Running your first Spark application

The simplest way to run a Spark application is by using the Scala or Python shells.

  1. To start one of the shell applications, run one of the following commands:
    • Scala:
      $ /bin/spark-shell
      ...
      Spark context Web UI available at ...
      Spark context available as 'sc' (master = yarn, app id = ...).
      Spark session available as 'spark'.
      Welcome to
            ____              __
           / __/__  ___ _____/ /__
          _\ \/ _ \/ _ `/ __/  '_/
         /___/ .__/\_,_/_/ /_/\_\   version ...
            /_/
      
      Using Scala version 2.11.12 (OpenJDK 64-Bit Server VM, Java 1.8.0_191)
      Type in expressions to have them evaluated.
      Type :help for more information.
      
      scala>
    • Python:
      $ /bin/pyspark
      Python 2.7.5 (default, Sep 12 2018, 05:31:16) 
      [GCC 4.8.5 20150623 (Red Hat 4.8.5-36)] on linux2
      Type "help", "copyright", "credits" or "license" for more information.
      ...
      Welcome to
            ____              __
           / __/__  ___ _____/ /__
          _\ \/ _ \/ _ `/ __/  '_/
         /__ / .__/\_,_/_/ /_/\_\   version ...
            /_/
      
      Using Python version 2.7.5 (default, Sep 12 2018 05:31:16)
      SparkSession available as 'spark'.
      >>>

    SPARK_HOME defaults to /opt/cloudera/parcels/CDH/lib/spark in parcel installations.
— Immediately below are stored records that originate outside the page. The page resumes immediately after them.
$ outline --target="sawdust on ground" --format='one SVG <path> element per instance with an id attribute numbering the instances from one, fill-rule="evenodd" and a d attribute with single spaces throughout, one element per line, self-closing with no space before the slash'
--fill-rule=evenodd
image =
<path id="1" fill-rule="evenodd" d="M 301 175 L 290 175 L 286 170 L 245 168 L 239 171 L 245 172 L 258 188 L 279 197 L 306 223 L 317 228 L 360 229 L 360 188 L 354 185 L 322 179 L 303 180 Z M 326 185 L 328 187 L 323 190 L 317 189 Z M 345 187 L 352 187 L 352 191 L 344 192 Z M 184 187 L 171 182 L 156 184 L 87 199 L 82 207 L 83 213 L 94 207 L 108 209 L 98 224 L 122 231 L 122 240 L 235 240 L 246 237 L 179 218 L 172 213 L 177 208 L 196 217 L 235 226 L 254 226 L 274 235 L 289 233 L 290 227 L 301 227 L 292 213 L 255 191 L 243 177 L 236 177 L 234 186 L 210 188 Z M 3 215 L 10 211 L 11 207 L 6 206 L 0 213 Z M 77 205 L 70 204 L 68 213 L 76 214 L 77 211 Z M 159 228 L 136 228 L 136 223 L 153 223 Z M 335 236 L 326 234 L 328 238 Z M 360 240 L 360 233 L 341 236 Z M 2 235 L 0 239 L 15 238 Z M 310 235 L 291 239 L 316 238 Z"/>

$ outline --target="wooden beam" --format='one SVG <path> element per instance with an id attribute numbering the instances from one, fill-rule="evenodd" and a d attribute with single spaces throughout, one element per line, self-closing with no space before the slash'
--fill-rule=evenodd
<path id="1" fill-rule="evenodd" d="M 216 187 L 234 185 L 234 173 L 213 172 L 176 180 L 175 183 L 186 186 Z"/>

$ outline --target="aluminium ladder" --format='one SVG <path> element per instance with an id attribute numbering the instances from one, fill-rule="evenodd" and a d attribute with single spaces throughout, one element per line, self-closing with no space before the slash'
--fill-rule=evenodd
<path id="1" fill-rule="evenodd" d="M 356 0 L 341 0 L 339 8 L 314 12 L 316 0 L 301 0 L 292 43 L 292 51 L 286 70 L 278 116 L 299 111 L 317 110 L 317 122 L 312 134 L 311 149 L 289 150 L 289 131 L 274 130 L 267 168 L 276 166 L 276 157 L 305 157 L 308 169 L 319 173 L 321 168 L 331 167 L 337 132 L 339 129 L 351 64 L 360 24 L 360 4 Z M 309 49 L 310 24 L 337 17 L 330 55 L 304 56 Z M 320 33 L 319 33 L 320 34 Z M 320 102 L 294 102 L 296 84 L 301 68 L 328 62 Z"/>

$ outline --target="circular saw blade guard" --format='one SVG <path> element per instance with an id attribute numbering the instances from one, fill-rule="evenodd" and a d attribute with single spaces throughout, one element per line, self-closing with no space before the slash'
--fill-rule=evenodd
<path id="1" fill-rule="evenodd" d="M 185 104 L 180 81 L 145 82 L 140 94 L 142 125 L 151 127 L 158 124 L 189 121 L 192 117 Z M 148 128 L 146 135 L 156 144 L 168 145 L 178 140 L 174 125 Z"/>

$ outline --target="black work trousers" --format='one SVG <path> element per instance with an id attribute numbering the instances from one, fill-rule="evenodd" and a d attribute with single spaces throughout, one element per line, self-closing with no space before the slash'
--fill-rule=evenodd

In a Cloudera Manager deployment, the shells are also available from /usr/bin.

    For a complete list of shell options, run spark-shell or pyspark with the -h flag.

  2. To run the classic Hadoop word count application, copy an input file to HDFS:
    hdfs dfs -copyFromLocal input s3a://<bucket_name>/
  3. Within a shell, run the word count application using the following code examples, substituting for namenode_host, path/to/input, and path/to/output:
    Scala:
    scala> val myfile = sc.textFile("s3a://<bucket_name>/path/to/input")
    scala> val counts = myfile.flatMap(line => line.split(" ")).map(word => (word, 1)).reduceByKey(_ + _)
    scala> counts.saveAsTextFile("s3a://<bucket_name>/path/to/output")
    Python:
    >>> myfile = sc.textFile("s3a://bucket_name/path/to/input")
    >>> counts = myfile.flatMap(lambda line: line.split(" ")).map(lambda word: (word, 1)).reduceByKey(lambda v1,v2: v1 + v2)
    >>> counts.saveAsTextFile("s3a://<bucket_name>/path/to/output")